It’s difficult to watch these videos and not sense that their popularity has something to do with a persistent, if unconscious, desire to see black people perform. Even before the genuinely heroic Ramsey came along, some viewers had expressed concern that the laughter directed at people like Sweet Brown plays into the most basic stereotyping of blacks as simple-minded ramblers living in the “ghetto,” socially out of step with the rest of educated America. Black or white, seeing Clark and Dodson merely as funny instances of random poor people talking nonsense is disrespectful at best. And shushing away the question of race seems like wishful thinking.
Ramsey is particularly striking in this regard, since, for a moment at least, he put the issue of race front and center himself. Describing the rescue of Amanda Berry and her fellow captives, he says, “I knew something was wrong when a little pretty white girl ran into a black man’s arms. Something is wrong here. Dead giveaway!”

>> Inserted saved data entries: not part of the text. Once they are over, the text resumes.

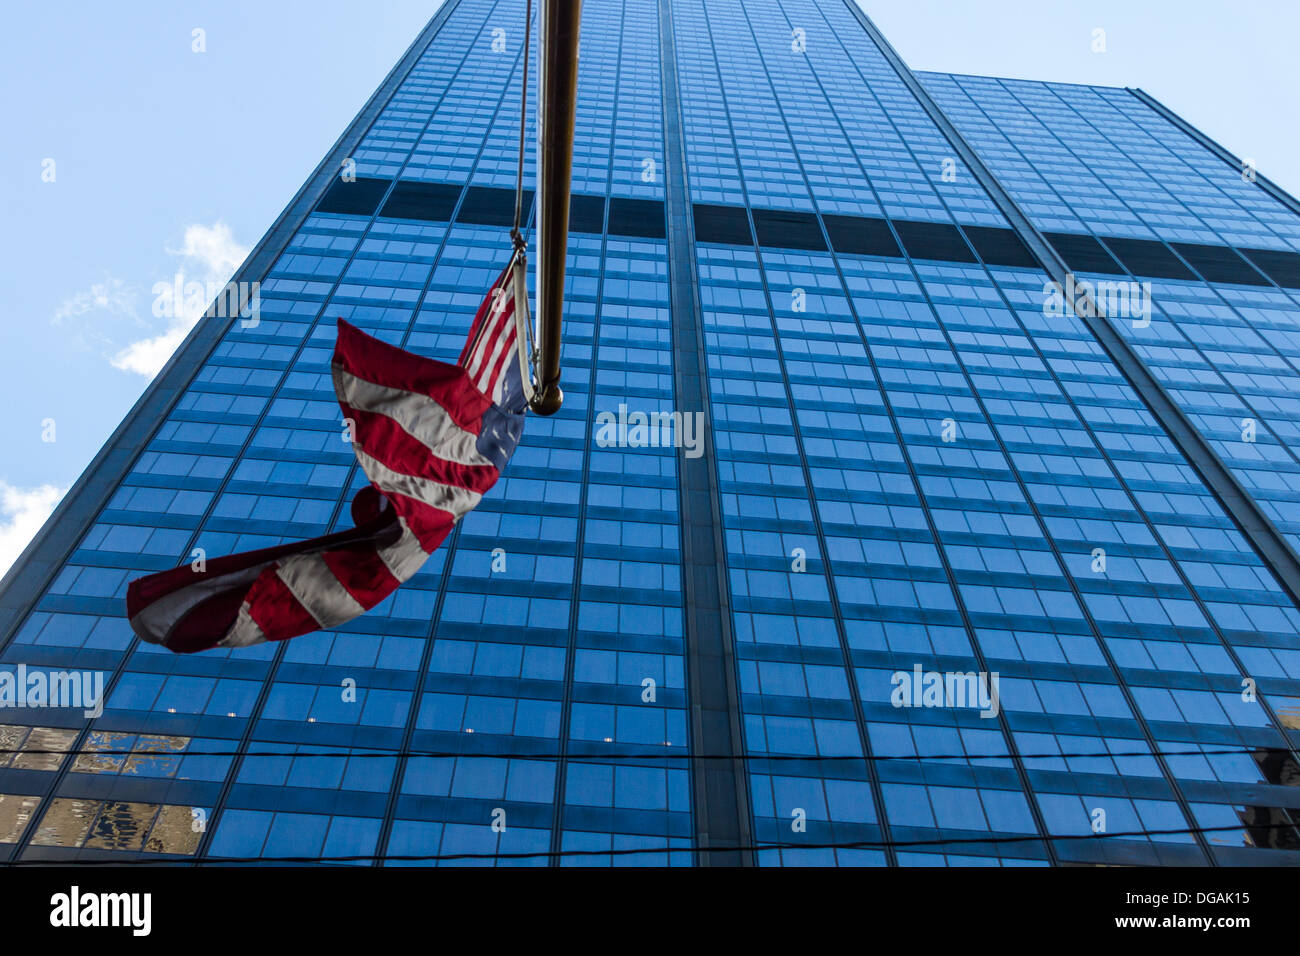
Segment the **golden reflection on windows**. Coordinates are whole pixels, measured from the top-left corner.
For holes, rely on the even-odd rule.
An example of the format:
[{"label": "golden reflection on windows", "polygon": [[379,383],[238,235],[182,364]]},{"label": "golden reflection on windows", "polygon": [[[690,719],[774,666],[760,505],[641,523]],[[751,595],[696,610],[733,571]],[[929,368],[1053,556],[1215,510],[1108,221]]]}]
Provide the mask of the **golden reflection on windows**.
[{"label": "golden reflection on windows", "polygon": [[[72,769],[81,773],[117,773],[126,762],[122,751],[129,750],[134,734],[116,734],[93,731],[82,747],[82,753],[72,763]],[[92,751],[86,753],[85,751]]]},{"label": "golden reflection on windows", "polygon": [[140,777],[174,777],[191,738],[165,734],[96,731],[72,769],[78,773],[120,773]]},{"label": "golden reflection on windows", "polygon": [[[36,805],[36,797],[0,796],[0,836],[6,832],[6,802],[30,800],[16,805],[25,811],[18,833],[7,842],[16,842],[22,825]],[[17,814],[15,813],[15,819]],[[82,800],[56,797],[50,802],[33,846],[61,846],[91,850],[145,851],[193,855],[203,834],[194,825],[193,807],[156,803],[128,803],[121,800]],[[3,841],[0,841],[3,842]]]},{"label": "golden reflection on windows", "polygon": [[194,823],[193,807],[165,806],[158,814],[144,848],[149,853],[183,853],[192,856],[199,849],[203,833]]},{"label": "golden reflection on windows", "polygon": [[157,815],[157,804],[108,800],[91,825],[84,846],[96,850],[143,849],[145,834]]},{"label": "golden reflection on windows", "polygon": [[1300,730],[1300,700],[1294,697],[1274,697],[1277,719],[1287,730]]},{"label": "golden reflection on windows", "polygon": [[58,770],[63,754],[68,752],[76,739],[77,731],[63,727],[0,724],[0,767],[14,770]]},{"label": "golden reflection on windows", "polygon": [[[189,737],[142,734],[132,748],[134,753],[127,758],[122,773],[137,774],[142,777],[174,777],[181,766],[180,754],[189,745]],[[146,752],[140,753],[140,751]],[[167,753],[158,753],[159,751]]]},{"label": "golden reflection on windows", "polygon": [[40,802],[40,797],[0,793],[0,843],[18,842]]},{"label": "golden reflection on windows", "polygon": [[27,731],[30,729],[30,727],[18,727],[14,724],[0,724],[0,767],[9,766],[15,752],[27,739]]},{"label": "golden reflection on windows", "polygon": [[50,801],[32,846],[81,846],[99,812],[98,800],[56,797]]}]

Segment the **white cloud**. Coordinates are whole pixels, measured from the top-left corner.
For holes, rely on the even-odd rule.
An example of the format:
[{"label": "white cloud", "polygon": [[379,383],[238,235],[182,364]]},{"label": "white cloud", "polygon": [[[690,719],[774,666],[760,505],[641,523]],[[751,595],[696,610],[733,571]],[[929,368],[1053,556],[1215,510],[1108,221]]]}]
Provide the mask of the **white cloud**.
[{"label": "white cloud", "polygon": [[167,251],[174,256],[193,259],[218,282],[230,281],[240,263],[248,258],[248,247],[235,241],[230,227],[224,222],[217,222],[214,226],[187,226],[181,247]]},{"label": "white cloud", "polygon": [[55,324],[85,315],[93,309],[103,309],[119,315],[135,315],[135,293],[121,279],[108,278],[96,282],[88,292],[78,292],[63,300],[54,312]]},{"label": "white cloud", "polygon": [[[236,242],[230,227],[220,221],[211,226],[186,226],[180,248],[165,248],[180,260],[176,274],[185,285],[198,283],[212,290],[224,287],[248,257],[248,247]],[[173,277],[162,282],[172,283]],[[214,297],[215,292],[195,297],[187,293],[183,301],[173,304],[169,300],[164,311],[153,313],[166,317],[166,328],[157,335],[132,341],[141,334],[139,329],[156,329],[158,323],[137,312],[136,289],[122,279],[106,276],[84,292],[64,299],[54,310],[53,321],[66,330],[73,344],[98,347],[115,368],[152,378],[167,364]]]},{"label": "white cloud", "polygon": [[190,334],[193,325],[194,323],[191,322],[189,326],[182,327],[172,323],[162,335],[132,342],[109,361],[113,363],[114,368],[120,368],[124,372],[135,372],[137,375],[152,378],[162,370],[167,360],[172,357],[172,353],[185,341],[185,336]]},{"label": "white cloud", "polygon": [[[68,296],[54,310],[54,324],[66,329],[69,341],[81,348],[98,345],[105,351],[115,351],[113,331],[124,320],[142,326],[145,323],[135,311],[135,291],[121,279],[106,277],[94,283],[85,292]],[[91,318],[82,316],[94,313]]]},{"label": "white cloud", "polygon": [[0,480],[0,575],[18,560],[67,488],[16,488]]},{"label": "white cloud", "polygon": [[[218,221],[211,226],[197,223],[187,226],[181,247],[167,251],[181,257],[183,269],[191,270],[185,274],[186,282],[224,286],[234,275],[235,269],[248,257],[249,250],[247,246],[235,241],[229,226]],[[185,336],[189,335],[190,329],[194,328],[208,305],[206,300],[199,305],[188,296],[183,302],[175,303],[166,330],[160,335],[132,342],[119,350],[110,360],[113,366],[150,378],[157,375],[185,340]]]}]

The candid statement seems to catch the reporter off guard; he ends the interview shortly afterward. And it’s notable that among the many memorable things Ramsey said on camera, this one has gotten less meme-attention than most. Those who are simply having fun with the footage of Ramsey might pause for a second to actually listen to the man. He clearly knows a thing or two about the way racism prevents us from seeing each other as people.
Now that you know this is a thing, please stop sharing these memes. Poor Black people speaking candidly about various serious incidents isn’t a hilarious joke.
i think possibly a lot of people don’t really get why these memes are a problem, particularly people who don’t really stay abreast of memes at all (in which case, well done, you.) this sums it all up pretty well. in Charles Ramsey’s case it’s even more disgusting, IMO, because of the gravity of the situation at hand— these three women were held for OVER A DECADE in that house, one of them gave BIRTH and raised a CHILD during that time. the implications are beyond horrifying, and this man helped to set these women free, and somehow the IMMEDIATE reaction of some people is “oh man we gotta autotune this guy he’s total meme material”? it’s gross as hell, and to claim that class or race has nothing to do with it is either really disingenuous or REALLY naive.